Crucially, WH Group also decided to shrink the syndicate team down from a record 29 banks to two global coordinators, bookrunners and sponsors — Morgan Stanley and BOC International. Several banks may take on junior roles once the bookbuild starts but Morgan Stanley and BOC International will be the sole banks handling the deal, according to the filing on the HKEx website.
Revising the terms of the deal gave WH Group an ideal opportunity to unveil record fiscal first-quarter earnings. Smithfield Foods, the US company taken over by WH Group last year in a landmark multi-billion-dollar deal, posted net income of $105.3 million in the first three months of the year, a 479% increase on the year-ago period.
Combining the Chinese and US segments, first-quarter net profits rose 225% year-over year to $407 million.
If at first...
At the first attempt this spring, WH Group sought to raise between $4.8 billion to $6 billion in its IPO, which would have ranked as one of Asia’s largest in four years.

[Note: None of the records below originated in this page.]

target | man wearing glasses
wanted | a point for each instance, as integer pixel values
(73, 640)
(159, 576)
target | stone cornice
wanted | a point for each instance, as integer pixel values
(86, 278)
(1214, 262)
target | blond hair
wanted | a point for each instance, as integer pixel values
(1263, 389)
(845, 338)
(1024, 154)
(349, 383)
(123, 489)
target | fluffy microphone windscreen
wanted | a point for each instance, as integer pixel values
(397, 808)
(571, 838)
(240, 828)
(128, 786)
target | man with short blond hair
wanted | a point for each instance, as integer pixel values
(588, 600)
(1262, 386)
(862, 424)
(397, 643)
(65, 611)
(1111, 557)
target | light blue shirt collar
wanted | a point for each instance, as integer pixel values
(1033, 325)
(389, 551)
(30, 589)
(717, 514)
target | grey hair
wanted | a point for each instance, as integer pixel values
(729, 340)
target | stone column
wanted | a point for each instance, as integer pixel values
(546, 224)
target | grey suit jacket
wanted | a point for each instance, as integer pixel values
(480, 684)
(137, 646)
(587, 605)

Indications prior to the bookbuild were that long-only investors were very positive on the company’s underlying story but concerned about paunchy valuations. Generating interest was never a problem — the issuer and syndicate managed to garner $4 billion of demand from institutions and $2 billion from Chinese friends and family on the first day of the bookbuild.
The issue was that all of the demand came in at the bottom end of the HK$8 to HK$11.25 per share range. This contrasted with the views of the company’s existing shareholders — which included Shanghai-based CDH Group, Goldman Sachs, Temasek and New Horizons — who felt the company deserved a higher valuation because they wanted sell their stakes. This created an overhang that investors could not shake.

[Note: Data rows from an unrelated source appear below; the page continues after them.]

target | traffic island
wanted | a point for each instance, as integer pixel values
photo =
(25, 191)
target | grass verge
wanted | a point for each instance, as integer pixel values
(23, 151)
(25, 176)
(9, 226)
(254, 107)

It led WH Group to restructure the IPO by slimming down the deal to $1.34 billion to $1.88 billion, halving the primary share offering to 1.3 billion shares from 3.65 billion, and removing the secondary tranche. However, it kept the share price range unchanged, which meant the shares were valued at between 13.9 and 19.3 times expected 2014 earnings — a mistake and the main reason the deal failed.
Too many cooks
The record number of bookrunners on the deal was an additional hindrance. Fund managers complained about getting multiple calls from different banks with different information on the same company.

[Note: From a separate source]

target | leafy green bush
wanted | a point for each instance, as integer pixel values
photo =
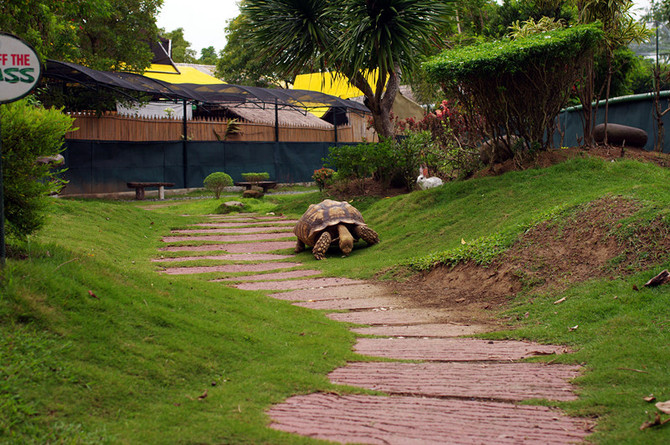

Organisation among the banks themselves was difficult — one ECM banker described a room crammed full of 50-some odd bankers all shouting different advice to company executives the week the deal was pulled.
The lack of synergy at the company also concerned investors, an issue the company has not addressed despite its strong first-quarter earnings.
WH Group purchased US pork producer Smithfield’s last year for $7.1 billion, and planned to use the proceeds from the IPO to reduce its debt gearing ratio, which stood at 286% at the end of 2013. But the US and Chinese business units remained separate, with proper synergies not expected for years.
Some investors felt WH Group should have spent more time unifying the two companies instead of hurrying to capital markets to pay down its massive debt.
One fund manager summed it up at the time the IPO was pulled: “They [WH Group] rushed into the IPO and didn’t spend time to actually create the synergy between the US and Chinese businesses. They wanted to float the stock to fund the acquisition and also let the private equity firms exit. If WH Group is that good, then ride with me. Why should I buy when you’re selling?”
But a few months can make a difference, at least in terms of general market sentiment. In the first five months of the year, 16 deals raised $7.8 billion, with a significant chunk coming from HK Electric’s $3.1 billion IPO. In June alone, however, 19 deals were completed worth $3.6 billion, according to a US bank data. The Hang Seng China Enterprises Index ETF also rose 4% in June.
So now, with a slimmed-down team coordinating the sale and a lower price range, one of this year's darling IPOs could yet see light after all.